Several members of Independent Group III, which won control of the Colombo Municipal Council earlier this month, are reportedly being kept "at a safe location" by the United National Party till they take oaths on June 3.

Among the "missing" Independent Group members are leader Annapillai Rajendran, mayor elect U Imtiyaz, and deputy mayor elect Kankanamage Chandrasena.

"We are also trying to find them," said Ratnam, a member of Independent Group III, who contested the election. "They have been missing for the past two days." He said that both of Rajendran’s mobile phones have been switched off and that neither he nor his family were at home.

"We even visited his house," he said. "It is closed. We think his family must be with him." Rajendran had been receiving "unwelcome phone calls", Ratnam also said.

Asked how Rajendran could be contacted, UNP mayoral candidate Sirisena Cooray claimed that the Independent Group leader had a new mobile number which he did not know.

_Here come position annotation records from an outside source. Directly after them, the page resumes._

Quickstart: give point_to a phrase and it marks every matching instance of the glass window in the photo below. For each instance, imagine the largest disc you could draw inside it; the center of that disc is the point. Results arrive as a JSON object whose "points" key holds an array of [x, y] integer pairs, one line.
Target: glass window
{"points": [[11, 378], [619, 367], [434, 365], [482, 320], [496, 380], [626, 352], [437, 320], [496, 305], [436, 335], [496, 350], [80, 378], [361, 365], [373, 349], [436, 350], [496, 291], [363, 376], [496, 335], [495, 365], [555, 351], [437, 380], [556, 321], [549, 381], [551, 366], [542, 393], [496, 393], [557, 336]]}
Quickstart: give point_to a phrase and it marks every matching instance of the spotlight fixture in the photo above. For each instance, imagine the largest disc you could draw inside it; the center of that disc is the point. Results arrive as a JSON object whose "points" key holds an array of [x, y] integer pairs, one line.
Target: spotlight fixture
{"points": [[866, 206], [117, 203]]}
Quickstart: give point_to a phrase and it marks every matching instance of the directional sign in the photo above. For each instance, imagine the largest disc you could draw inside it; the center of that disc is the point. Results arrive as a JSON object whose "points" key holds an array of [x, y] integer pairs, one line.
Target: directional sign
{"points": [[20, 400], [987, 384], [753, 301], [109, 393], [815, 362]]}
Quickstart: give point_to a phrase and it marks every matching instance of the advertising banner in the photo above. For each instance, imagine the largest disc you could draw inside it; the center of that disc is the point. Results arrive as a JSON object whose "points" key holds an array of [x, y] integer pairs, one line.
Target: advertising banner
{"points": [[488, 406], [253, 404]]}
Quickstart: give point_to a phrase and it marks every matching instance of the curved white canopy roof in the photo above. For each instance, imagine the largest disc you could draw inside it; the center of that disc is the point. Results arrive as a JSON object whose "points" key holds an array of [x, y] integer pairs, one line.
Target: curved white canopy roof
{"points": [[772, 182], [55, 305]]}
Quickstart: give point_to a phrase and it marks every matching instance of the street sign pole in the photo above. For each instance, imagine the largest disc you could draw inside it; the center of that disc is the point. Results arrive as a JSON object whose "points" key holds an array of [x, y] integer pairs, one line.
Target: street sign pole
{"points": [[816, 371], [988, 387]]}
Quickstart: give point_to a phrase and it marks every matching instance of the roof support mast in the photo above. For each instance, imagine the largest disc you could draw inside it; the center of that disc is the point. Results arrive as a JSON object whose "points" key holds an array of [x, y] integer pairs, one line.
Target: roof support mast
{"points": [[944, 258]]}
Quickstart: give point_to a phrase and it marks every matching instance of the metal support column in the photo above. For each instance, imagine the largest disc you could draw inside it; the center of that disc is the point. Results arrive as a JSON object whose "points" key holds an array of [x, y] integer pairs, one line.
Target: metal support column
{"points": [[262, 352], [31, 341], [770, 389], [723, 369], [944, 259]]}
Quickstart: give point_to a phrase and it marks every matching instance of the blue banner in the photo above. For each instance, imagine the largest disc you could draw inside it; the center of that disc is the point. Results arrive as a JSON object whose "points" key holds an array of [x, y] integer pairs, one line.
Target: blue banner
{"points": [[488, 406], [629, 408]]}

Rajendran’s telephones were switched off when this newspaper attempted to contact him.

Meanwhile, UPFA mayoral candidate Vasudeva Nanayakkara said that his party wanted to back Independent Group III. "Tell them that I intend backing them and liberating them from any bondage they may have," he said.

Ratnam said that all but nine of Independent Group III’s fifty-nine contestants have agreed to submit their resignations from the CMC. However, the law decrees that all contestants in the list must step down before the UNP can replace any of them.

"The nine dissidents are not willing to resign," Ratnam confirmed. "They are backing the UPFA. They have a problem with Rajendran and have formed a different faction with their own leader."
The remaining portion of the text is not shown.